J. S. E. Townsend


Sir John Sealy Edward Townsend was a British physicist who conducted various studies concerning the electrical conduction of gases and directly measured the electric charge of the electron. He served as the first Wykeham Professor of Physics at the University of Oxford from 1900 until 1941.

Education

John Sealy Edward Townsend was born on 7 June 1868 in Galway, Ireland, the son of Judith and Edward Townsend, Professor of Civil Engineering at Queen's College Galway. His parents were distant cousins.
In 1885, Townsend entered Trinity College Dublin, where he was elected a Scholar in 1888 and graduated with first place in Mathematics in 1890. He was then admitted to Trinity College, Cambridge, as a research student of J. J. Thomson in the Cavendish Laboratory. There, he supplied important work to the electrical conductivity of gases, now known as the Townsend discharge.
This work determined the elementary charge with the droplet method; this method was improved later by Robert Millikan. He was made a Clerk Maxwell Scholar in 1898 and was elected a Fellow of Trinity College the following year. He obtained an M.A. in 1903.

Career in Oxford

In 1900, Townsend was appointed to the newly established Wykeham Professorship of Physics at the University of Oxford.
In 1901, Townsend discovered the ionisation of molecules by ion impact and the dependence of the mean free path on electrons of the energy.
During the First World War, Townsend researched wireless methods for the Royal Naval Air Service.
Townsend was a laboratory demonstrator when Brebis Bleaney was an undergraduate. Bleaney recounts an occasion when Townsend gathered together all the demonstrators and proceeded to refute both quantum mechanics and relativity.
Between the two world wars, Townsend led an effective small group of researchers, often Rhodes scholars, of whom some became distinguished physicists. However, by the 1930s, he had become less effective; he was seen as a boring lecturer, a dogmatic supervisor, and out of touch with the wider world of physics.
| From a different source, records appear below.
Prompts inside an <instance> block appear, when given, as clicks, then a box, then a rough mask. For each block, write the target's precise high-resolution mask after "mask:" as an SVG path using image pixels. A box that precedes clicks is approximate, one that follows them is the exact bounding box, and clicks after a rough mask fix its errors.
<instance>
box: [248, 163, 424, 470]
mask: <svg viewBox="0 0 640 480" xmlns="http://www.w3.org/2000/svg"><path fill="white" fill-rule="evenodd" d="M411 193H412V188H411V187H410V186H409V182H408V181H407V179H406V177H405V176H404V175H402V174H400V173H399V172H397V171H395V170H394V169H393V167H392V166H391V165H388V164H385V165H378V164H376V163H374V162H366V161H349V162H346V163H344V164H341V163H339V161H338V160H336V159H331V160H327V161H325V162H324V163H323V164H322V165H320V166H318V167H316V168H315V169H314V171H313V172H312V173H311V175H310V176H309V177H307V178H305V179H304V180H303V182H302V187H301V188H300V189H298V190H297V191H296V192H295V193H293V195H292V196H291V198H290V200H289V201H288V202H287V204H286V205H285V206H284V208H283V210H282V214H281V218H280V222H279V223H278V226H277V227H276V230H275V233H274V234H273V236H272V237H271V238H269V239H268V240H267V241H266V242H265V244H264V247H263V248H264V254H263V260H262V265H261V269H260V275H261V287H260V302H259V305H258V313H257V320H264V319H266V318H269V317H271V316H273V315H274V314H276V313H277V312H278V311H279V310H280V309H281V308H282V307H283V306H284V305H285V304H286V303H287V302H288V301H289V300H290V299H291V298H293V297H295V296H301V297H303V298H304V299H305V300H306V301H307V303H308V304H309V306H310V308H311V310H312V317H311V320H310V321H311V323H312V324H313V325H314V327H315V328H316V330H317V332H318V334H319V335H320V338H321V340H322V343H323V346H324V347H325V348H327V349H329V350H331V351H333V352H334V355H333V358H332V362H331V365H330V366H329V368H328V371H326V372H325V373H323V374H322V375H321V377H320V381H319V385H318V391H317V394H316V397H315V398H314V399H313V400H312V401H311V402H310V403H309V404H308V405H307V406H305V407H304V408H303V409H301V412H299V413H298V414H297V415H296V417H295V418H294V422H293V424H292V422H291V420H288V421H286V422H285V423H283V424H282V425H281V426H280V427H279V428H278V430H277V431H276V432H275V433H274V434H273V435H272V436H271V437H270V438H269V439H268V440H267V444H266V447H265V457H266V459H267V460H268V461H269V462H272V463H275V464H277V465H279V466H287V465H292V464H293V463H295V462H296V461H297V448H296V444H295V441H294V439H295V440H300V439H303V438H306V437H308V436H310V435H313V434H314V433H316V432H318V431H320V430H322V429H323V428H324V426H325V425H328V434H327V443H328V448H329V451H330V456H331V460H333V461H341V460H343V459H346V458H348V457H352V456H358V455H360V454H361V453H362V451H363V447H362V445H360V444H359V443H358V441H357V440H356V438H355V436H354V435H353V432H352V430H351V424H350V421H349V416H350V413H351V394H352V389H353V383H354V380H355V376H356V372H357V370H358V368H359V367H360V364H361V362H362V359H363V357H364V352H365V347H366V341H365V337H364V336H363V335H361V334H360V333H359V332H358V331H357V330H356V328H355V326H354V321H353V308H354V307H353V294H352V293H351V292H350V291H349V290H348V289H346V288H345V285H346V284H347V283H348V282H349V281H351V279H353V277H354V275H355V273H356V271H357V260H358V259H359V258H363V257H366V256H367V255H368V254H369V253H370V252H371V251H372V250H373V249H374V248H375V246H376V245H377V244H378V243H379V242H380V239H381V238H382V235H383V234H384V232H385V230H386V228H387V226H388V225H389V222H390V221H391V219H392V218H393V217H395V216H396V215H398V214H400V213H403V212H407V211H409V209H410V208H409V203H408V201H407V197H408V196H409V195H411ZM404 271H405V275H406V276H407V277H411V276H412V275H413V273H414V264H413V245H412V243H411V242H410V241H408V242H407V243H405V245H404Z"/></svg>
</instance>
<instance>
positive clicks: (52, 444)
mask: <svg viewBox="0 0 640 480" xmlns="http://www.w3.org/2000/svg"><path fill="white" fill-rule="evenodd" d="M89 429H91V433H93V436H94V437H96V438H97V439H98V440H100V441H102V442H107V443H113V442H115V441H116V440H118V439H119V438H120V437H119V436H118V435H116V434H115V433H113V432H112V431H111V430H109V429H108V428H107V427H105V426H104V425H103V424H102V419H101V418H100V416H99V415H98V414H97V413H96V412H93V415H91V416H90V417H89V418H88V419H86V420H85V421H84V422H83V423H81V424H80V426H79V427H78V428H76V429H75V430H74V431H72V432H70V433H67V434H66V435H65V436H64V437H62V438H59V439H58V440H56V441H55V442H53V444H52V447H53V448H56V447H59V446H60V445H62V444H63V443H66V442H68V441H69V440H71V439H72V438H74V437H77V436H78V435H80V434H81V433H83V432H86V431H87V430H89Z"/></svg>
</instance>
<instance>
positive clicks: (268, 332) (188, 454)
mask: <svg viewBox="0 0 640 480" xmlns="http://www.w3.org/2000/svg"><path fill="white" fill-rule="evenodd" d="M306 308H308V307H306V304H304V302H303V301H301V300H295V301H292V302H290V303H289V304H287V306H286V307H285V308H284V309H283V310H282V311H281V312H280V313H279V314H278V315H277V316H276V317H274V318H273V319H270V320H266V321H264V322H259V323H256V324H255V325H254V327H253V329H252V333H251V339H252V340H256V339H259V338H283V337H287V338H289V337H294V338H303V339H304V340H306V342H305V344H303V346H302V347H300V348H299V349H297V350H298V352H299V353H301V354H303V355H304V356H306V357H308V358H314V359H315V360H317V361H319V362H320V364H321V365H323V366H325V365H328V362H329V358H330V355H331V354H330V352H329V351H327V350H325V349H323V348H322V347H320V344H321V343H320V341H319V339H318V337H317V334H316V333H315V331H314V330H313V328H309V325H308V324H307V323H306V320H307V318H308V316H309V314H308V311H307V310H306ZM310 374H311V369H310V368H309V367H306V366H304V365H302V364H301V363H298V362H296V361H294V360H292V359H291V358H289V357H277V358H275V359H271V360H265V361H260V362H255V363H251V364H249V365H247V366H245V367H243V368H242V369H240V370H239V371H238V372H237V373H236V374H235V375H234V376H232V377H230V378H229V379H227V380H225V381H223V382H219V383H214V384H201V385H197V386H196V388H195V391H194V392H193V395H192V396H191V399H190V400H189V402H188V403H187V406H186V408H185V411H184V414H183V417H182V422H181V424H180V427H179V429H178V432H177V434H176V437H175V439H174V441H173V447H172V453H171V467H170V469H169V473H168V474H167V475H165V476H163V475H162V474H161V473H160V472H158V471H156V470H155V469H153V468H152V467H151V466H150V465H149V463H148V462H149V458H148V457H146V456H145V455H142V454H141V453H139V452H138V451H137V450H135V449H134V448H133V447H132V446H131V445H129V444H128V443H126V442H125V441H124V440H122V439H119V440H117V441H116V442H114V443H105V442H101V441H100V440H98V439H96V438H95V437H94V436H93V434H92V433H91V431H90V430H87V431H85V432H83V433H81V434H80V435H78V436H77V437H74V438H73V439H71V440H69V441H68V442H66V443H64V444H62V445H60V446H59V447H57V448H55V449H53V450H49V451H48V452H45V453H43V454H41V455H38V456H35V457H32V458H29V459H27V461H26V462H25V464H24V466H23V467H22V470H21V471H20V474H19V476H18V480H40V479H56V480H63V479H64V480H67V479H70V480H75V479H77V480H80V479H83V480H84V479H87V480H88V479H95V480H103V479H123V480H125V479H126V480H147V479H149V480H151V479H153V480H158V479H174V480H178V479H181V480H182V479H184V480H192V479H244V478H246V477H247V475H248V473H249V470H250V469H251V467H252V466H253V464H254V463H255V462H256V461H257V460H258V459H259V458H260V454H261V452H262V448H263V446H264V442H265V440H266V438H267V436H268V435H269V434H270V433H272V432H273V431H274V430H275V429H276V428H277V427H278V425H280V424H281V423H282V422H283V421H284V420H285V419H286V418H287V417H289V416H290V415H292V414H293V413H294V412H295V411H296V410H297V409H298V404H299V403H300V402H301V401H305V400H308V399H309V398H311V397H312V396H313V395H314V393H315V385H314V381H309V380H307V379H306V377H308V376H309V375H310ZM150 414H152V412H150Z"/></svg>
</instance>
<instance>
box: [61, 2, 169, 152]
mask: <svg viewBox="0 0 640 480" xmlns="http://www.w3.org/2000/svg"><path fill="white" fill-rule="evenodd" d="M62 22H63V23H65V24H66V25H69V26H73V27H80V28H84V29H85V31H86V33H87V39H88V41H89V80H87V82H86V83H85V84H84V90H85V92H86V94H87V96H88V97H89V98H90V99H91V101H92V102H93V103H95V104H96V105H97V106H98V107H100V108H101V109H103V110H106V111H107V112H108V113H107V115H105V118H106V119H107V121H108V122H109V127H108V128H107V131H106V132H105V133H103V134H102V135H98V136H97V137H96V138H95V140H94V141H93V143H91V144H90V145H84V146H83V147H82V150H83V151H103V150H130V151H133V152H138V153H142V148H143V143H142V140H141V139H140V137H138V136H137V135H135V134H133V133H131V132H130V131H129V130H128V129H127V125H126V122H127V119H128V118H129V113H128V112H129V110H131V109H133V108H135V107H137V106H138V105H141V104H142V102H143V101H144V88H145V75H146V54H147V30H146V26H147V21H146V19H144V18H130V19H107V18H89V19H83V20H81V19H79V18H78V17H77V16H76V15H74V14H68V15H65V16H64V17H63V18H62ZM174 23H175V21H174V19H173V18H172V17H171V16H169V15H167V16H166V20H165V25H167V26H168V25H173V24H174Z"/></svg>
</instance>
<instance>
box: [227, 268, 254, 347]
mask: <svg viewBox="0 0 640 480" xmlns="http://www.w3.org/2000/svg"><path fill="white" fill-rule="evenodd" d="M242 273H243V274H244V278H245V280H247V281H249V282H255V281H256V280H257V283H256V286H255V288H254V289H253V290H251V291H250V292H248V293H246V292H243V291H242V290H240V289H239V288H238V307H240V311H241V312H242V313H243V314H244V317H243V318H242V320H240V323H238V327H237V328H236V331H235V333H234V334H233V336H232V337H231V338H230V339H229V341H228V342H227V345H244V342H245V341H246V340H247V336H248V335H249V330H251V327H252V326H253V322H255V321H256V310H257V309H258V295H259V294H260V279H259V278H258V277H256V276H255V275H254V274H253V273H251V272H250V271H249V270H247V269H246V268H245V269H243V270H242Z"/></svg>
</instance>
As the 1930s went on, no German refugees sought refuge in his laboratory, while Professor Frederick Lindemann gained 8 refugee physicists, some of whom gave his department an international reputation in the world of low temperature physics. In the late 1930s, the university decided to build a new Clarendon Laboratory building and looked closely at the relations between Oxford's two physics laboratories. There was a suggestion to convert the Wykeham Chair into one for theoretical physics.
In 1941, Townsend's career came to an unhappy end; he had refused to support the war effort by teaching service-men, and the university appointed a visitorial board. This found him guilty of misconduct and advised him that he would be dismissed unless he agreed to resign. He was knighted in January and resigned in September, subject to confidentiality.

Personal life and death

On 5 June 1911 in Dublin, Townsend married Mary Georgiana Lambert, with whom he had two sons; Edward and John. The family lived at 20 Merton Street in Oxford.
Townsend died on 16 February 1957 in Oxford at the age of 88.

Commemorations

The Townsend Building of the Clarendon Laboratory at the University of Oxford is named after him, as well as the townsend unit.